Contudo, esse ponto central, esse núcleo, sempre existe. Podemos ignorar e
tentar reprimi-la, mas não conseguimos, jamais, extinguir essa Centelha Divina.
E como esse ponto mais íntimo de nosso interior – “o sagrado dos sagrados” – é
Divino, o homem, consciente ou inconscientemente, anseia por encontrar sua
Origem – o Altíssimo. Consequentemente, a humanidade é atraída pelo metafísico
e transcendental. Ainda que muitos seres humanos usem sua alma de forma errada,
interpretem mal os seus chamados, e sigam uma enorme variedade de deuses e
religiões falsos, o homem é, por natureza, uma criatura religiosa. As
sociedades e ideologias que tentaram erradicar a religião não tiveram sucesso
em suas tentativas, pois o ser humano é religioso em sua própria essência – e a
essência de sua existência é sua alma Divina. Portanto, não nos surpreende o
fato de que um número sem fim de seres humanos esteve disposto a entregar sua
vida à sua religião.

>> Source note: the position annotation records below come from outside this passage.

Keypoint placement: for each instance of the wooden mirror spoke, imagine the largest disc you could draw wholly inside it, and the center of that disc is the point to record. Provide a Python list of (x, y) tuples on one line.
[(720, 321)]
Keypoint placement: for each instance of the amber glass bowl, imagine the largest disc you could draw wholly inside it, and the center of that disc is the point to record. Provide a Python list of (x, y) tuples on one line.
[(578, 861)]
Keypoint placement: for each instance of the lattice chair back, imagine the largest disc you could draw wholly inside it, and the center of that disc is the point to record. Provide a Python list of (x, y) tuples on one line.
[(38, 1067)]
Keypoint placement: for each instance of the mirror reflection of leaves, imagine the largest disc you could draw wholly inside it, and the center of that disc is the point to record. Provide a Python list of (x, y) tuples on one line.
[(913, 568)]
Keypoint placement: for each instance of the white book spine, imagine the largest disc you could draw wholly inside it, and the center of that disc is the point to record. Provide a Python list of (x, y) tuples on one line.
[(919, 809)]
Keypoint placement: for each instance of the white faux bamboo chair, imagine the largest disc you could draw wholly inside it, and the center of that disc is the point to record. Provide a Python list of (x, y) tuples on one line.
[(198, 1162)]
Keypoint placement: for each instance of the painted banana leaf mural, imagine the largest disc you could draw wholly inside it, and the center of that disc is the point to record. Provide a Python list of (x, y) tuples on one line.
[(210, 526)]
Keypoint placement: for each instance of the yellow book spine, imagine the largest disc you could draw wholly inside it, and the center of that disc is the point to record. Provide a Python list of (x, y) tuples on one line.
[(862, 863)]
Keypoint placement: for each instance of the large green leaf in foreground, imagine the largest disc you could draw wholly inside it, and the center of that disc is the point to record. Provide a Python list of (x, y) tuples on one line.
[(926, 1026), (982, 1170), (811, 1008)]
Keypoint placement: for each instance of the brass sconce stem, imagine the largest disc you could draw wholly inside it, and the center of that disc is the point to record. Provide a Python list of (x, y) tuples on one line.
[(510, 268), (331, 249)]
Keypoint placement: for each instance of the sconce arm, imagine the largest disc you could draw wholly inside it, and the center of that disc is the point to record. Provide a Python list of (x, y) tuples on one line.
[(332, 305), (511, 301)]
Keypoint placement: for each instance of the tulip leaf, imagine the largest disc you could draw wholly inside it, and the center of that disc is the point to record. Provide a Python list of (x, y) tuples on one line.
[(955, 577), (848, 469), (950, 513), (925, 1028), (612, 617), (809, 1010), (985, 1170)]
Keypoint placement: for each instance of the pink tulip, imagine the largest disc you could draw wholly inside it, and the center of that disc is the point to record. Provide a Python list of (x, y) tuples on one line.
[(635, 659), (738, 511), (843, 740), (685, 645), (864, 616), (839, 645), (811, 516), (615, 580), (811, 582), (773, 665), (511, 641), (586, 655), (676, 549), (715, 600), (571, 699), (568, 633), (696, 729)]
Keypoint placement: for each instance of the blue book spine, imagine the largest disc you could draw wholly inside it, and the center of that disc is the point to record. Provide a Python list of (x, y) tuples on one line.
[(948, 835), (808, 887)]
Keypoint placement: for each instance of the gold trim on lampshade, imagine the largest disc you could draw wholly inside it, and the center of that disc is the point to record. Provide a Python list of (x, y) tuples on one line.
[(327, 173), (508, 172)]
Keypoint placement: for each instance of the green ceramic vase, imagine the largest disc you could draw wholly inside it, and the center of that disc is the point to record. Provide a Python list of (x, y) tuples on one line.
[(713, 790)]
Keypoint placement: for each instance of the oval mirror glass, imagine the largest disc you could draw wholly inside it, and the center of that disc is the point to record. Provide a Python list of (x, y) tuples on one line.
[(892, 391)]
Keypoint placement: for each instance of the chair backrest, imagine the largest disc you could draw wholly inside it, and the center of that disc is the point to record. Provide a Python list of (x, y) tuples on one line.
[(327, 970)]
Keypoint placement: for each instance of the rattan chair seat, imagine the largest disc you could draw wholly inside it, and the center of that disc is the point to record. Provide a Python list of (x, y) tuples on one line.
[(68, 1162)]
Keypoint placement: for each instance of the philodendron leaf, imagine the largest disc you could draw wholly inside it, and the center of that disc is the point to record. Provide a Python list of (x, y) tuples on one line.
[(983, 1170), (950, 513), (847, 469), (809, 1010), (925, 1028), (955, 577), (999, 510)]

Ao longo da História Judaica, muitos judeus que nem sequer
cumpriam os mandamentos da Torá optaram pela tortura e morte a renunciar à sua
fé em D’us. Quando se incendeia a Centelha Divina no homem, essa alma fomenta
seu desejo de se relacionar com D’us. Esse encandecer se manifesta de várias
formas, mas o resultado é, em geral, o mesmo: o início da busca pelo Altíssimo.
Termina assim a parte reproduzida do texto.